As a Radio 4 addict, my mind, emotions, ire, empathy and ‘are you kidding me?’ meters are triggered on a regular basis, but not often by ‘Desert Island Discs’. However, the last one I heard got the brain moving, and the emotions too.
The guest was Nadiya Hussain, last year’s winner of The Great British Bake-Off. I am a fan of the programme anyway – and who wouldn’t be – but this one stirred me more than usual.
This wasn’t a high flyer in academia, business, the arts, politics. Here was an ordinary woman, a devoted wife and mother – bright, articulate, but an ordinary woman. She was pushed into the limelight by her husband spurring her application, and blossomed over the weeks to become a more publicly confident winner.
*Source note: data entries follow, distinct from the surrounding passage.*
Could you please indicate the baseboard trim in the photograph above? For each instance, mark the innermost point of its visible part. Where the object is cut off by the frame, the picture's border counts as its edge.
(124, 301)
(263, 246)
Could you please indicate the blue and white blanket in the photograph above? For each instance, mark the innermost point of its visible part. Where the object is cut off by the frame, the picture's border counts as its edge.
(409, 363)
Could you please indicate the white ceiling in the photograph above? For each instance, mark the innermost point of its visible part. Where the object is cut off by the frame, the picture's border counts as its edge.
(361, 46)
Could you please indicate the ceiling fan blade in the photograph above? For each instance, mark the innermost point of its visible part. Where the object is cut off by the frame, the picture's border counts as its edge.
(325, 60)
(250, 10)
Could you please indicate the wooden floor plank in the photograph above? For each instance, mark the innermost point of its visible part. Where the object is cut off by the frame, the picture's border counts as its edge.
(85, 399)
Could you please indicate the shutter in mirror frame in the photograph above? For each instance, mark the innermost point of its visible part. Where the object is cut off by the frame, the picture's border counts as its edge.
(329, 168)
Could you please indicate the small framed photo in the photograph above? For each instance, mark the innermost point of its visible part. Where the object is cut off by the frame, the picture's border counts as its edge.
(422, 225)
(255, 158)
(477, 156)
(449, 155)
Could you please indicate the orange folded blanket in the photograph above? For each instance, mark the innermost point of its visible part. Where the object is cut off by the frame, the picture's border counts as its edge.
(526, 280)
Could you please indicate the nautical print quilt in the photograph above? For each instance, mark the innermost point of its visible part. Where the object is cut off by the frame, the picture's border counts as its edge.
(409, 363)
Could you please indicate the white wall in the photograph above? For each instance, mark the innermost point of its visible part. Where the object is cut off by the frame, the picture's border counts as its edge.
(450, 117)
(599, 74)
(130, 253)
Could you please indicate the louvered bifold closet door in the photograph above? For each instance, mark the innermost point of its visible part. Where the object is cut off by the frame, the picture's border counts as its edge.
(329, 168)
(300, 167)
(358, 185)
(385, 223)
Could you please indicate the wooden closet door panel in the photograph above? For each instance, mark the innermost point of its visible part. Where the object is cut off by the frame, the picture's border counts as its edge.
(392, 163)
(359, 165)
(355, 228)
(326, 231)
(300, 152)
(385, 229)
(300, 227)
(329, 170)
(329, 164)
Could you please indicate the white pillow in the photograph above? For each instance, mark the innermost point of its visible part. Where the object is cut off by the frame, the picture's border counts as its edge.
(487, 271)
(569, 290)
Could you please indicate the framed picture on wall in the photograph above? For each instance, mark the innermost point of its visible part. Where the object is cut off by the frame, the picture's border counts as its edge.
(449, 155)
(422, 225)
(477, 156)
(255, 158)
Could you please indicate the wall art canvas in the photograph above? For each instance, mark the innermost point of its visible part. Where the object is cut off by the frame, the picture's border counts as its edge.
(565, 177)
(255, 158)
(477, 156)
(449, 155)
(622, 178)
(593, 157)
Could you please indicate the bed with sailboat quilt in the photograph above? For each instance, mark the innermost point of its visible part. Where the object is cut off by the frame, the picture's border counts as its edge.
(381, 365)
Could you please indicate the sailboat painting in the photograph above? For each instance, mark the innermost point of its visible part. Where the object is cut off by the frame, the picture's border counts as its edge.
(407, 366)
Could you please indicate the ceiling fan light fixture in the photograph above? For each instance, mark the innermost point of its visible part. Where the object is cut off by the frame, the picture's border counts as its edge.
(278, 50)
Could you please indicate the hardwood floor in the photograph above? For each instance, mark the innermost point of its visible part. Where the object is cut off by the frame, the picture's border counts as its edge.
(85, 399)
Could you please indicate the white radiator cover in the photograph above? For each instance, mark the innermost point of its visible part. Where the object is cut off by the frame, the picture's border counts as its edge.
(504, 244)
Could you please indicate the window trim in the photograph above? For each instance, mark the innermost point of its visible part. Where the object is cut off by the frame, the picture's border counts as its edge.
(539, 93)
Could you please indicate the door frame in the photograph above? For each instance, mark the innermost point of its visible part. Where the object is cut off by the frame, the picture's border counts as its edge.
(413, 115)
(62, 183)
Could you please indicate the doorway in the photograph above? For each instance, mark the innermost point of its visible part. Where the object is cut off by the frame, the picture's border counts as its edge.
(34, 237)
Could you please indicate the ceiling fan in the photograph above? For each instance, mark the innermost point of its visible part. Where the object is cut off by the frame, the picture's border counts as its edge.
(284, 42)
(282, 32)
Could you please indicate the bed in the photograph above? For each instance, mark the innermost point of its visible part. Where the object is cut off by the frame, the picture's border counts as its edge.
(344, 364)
That, however, wasn’t the most interesting aspect. She has subsequently been praised as being one of most important positive forces in inter-racial and inter-religious relations in this country. By being herself, and a Muslim, and succeeding. She has received, as you would expect, some negative activity from the neanderthal end of the internet, but overall a huge positivity.
This reminded me of a story from a week or so ago of Irom Sharmila Chanu, an Indian woman who has been on hunger strike for 14 years. Her reason – the draconian laws put in place to deal with peaceful protest, and the killing of innocent people by government forces. She has since decided that, as there is widespread awareness of the situation throughout India, it is time for a more direct approach and is standing for election.
And that reminded me of a third, and possibly even more impressive ordinary person. Malala Yousafzai was a child when she was thrown onto the world stage for being shot for wanting to be educated. She is now known worldwide, working with the UN to extend her aspiration to every girl in the world as a right.
And having watched ‘Suffragette’ last night something else has just occurred to me, these are all women.
It is easy to sit back and shrug and accept the ‘I am no-one. What can I do?’ approach to all of life’s little – and not so little – areas of unfairness. And then you look at these three, and thousands upon thousands of others, who have said no to the status quo.
Two from the ‘developing world’ – I hate that term, all three women, and yet real social and cultural revolutionaries.
And definitely anything but ordinary.